The same year, he was promoted to their reserve team, where he was regarded to have established himself as a regular starter while playing for them. Subsequently, he was sent on loan to Spanish La Liga side Barcelona's reserve team ahead of the 2026–27 season.

==International career==
Catovic has represented Germany internationally at youth level and has represented the country internationally at under-19 level. Besides Germany, he is eligible to represent Serbia and Bosnia and Herzegovina internationally.

During the spring of 2026, he played for the Germany national under-19 football team for 2026 UEFA European Under-19 Championship qualification.
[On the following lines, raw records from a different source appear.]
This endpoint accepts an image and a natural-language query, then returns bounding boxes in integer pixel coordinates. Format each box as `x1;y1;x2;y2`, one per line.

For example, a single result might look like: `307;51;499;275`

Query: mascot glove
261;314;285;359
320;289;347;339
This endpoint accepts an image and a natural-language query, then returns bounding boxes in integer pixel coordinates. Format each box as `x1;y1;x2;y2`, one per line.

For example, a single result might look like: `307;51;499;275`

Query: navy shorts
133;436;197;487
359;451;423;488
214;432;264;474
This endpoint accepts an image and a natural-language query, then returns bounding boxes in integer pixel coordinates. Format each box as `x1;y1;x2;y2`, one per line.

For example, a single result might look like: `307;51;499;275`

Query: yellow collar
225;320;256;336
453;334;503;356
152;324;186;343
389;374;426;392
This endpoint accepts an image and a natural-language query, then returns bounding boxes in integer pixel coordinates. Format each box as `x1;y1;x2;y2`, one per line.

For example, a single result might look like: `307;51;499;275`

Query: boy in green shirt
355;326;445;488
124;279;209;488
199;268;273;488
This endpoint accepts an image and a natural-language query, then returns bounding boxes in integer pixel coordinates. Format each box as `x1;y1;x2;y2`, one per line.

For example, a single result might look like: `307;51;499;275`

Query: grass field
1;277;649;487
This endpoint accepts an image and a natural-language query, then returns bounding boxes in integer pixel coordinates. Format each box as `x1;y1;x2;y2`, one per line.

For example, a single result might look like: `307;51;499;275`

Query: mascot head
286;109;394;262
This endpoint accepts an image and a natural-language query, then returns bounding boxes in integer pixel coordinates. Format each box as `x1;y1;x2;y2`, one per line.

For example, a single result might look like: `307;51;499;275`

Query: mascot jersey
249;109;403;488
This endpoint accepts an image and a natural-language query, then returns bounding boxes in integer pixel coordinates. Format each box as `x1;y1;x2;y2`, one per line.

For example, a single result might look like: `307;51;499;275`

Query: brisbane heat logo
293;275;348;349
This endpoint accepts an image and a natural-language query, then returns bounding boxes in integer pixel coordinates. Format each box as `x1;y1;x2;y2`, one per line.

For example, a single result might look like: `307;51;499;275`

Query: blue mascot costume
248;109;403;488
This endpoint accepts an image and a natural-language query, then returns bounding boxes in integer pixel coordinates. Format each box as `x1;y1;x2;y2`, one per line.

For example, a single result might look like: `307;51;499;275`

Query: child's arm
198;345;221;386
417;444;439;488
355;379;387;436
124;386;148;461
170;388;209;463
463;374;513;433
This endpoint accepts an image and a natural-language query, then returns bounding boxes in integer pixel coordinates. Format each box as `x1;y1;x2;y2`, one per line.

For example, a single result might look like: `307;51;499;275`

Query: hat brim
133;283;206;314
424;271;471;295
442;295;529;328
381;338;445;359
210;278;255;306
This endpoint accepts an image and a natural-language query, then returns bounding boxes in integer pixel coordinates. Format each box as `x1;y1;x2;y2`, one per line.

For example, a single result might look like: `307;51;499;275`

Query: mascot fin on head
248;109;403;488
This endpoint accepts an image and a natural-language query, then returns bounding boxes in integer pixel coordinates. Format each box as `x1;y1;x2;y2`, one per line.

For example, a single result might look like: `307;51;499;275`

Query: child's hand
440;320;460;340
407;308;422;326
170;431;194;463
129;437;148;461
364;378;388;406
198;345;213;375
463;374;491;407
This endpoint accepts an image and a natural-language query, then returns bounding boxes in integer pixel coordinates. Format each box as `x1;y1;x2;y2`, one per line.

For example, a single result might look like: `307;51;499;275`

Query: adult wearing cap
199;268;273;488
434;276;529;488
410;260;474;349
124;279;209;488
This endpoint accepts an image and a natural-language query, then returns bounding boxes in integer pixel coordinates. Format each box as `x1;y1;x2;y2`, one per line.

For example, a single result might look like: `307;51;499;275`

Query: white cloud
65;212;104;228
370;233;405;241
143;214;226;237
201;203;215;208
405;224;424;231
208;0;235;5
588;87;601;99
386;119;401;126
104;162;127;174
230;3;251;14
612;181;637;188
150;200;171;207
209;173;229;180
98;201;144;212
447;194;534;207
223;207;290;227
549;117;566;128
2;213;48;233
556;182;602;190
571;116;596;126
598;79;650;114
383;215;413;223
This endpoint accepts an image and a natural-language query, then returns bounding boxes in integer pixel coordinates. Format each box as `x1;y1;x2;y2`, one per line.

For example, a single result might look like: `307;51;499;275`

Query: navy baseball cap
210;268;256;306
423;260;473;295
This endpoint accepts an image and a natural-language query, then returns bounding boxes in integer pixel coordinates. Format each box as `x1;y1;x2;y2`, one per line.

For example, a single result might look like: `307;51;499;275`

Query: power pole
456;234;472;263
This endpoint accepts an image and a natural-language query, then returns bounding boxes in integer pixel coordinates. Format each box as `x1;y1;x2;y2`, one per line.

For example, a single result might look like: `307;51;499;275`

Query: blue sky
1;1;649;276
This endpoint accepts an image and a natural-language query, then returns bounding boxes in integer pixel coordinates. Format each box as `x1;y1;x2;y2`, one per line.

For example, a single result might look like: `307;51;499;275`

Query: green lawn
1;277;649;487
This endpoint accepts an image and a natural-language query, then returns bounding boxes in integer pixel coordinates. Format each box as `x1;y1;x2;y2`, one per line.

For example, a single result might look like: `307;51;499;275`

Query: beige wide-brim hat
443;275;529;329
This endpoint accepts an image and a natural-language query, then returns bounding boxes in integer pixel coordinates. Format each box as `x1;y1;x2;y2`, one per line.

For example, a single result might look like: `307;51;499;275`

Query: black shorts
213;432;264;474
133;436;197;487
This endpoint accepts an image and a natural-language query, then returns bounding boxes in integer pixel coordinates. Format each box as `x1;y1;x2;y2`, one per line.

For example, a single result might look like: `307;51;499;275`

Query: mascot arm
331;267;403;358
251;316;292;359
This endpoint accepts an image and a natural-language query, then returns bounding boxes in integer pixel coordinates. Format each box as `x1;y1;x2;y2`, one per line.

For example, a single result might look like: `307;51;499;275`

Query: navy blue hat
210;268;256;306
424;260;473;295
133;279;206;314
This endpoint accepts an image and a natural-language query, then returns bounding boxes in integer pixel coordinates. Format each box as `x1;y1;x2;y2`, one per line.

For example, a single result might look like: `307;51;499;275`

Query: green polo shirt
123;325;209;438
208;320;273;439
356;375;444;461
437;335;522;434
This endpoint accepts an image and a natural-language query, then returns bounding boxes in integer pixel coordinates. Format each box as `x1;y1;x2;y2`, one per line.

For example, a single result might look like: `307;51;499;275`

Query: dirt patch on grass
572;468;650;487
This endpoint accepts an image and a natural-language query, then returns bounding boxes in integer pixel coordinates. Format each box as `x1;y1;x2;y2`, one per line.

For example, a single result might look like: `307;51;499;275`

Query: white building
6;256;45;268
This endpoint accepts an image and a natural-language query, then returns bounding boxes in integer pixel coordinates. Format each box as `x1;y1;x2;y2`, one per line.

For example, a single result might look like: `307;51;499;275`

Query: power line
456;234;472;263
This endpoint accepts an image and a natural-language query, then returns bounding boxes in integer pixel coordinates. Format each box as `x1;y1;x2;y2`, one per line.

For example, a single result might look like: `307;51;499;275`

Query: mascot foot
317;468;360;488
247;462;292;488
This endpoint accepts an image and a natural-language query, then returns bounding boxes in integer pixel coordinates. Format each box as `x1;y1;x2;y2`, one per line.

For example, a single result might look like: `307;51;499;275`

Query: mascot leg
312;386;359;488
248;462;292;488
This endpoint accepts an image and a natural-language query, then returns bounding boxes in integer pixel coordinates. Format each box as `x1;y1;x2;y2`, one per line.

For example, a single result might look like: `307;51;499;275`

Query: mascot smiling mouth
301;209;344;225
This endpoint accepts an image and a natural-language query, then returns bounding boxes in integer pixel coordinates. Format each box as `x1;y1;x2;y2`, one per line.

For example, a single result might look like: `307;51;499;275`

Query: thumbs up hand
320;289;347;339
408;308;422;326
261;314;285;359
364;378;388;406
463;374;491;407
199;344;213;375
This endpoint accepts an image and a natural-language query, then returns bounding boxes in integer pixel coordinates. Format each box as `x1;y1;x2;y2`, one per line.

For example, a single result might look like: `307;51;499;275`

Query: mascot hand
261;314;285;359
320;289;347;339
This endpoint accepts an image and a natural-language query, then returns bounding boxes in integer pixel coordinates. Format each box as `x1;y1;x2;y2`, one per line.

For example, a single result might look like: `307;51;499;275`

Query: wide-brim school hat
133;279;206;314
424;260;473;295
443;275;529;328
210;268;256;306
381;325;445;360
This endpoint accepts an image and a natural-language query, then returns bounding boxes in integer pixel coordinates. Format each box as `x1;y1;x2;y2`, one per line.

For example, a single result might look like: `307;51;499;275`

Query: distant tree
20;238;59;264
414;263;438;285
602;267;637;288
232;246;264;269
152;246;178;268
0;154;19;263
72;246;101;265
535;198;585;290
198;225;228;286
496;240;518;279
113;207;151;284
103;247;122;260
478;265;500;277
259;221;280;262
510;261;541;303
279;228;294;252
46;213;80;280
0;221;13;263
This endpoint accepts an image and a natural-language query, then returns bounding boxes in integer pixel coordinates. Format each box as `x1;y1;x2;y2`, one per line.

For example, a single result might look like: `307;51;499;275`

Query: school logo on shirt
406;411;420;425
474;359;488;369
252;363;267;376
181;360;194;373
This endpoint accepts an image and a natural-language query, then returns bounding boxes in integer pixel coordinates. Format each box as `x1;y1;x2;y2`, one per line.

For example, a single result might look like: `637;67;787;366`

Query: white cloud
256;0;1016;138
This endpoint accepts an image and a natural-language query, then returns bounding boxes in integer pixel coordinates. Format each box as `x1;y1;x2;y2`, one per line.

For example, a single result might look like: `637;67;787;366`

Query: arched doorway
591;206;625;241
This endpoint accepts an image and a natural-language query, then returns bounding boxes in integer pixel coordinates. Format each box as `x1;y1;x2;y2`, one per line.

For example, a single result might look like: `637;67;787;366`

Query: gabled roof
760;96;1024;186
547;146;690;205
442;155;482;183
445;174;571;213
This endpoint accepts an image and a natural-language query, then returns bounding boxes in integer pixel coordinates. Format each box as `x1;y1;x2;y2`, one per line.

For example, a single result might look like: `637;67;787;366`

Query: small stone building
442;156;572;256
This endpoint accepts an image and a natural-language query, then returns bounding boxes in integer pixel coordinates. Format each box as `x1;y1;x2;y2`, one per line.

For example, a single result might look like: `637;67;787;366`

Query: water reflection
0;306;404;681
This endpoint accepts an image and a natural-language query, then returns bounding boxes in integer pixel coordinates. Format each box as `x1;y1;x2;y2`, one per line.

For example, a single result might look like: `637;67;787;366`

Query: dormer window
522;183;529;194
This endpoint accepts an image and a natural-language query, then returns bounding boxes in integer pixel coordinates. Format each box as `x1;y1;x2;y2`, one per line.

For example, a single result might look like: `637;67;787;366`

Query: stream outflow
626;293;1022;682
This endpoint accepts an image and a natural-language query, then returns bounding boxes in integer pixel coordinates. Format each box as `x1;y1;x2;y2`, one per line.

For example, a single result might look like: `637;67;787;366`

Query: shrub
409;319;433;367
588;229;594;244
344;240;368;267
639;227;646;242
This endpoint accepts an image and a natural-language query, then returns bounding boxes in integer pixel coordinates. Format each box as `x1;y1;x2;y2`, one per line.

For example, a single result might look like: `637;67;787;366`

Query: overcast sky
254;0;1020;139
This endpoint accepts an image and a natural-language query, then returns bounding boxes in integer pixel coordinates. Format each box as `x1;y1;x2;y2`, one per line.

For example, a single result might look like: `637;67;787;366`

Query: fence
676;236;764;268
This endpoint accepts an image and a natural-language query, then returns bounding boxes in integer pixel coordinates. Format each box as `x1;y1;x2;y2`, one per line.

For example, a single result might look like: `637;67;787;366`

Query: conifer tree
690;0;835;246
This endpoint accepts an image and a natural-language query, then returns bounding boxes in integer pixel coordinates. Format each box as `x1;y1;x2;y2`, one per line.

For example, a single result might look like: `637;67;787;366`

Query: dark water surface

Three months later, he played for the Germany national under-19 football team at the 2026 UEFA European Under-19 Championship, helping the team achieve second place in the competition.

==Style of play==
Catovic plays as a midfielder and is left-footed. He can also play as a defender.

Croatian news website Index.hr wrote in 2025 that he "is a defensive midfielder with exceptional tactical understanding of the game and physical strength. Ćatović is 190 cm tall, left-handed, known for accurate long balls and aggressive defensive style".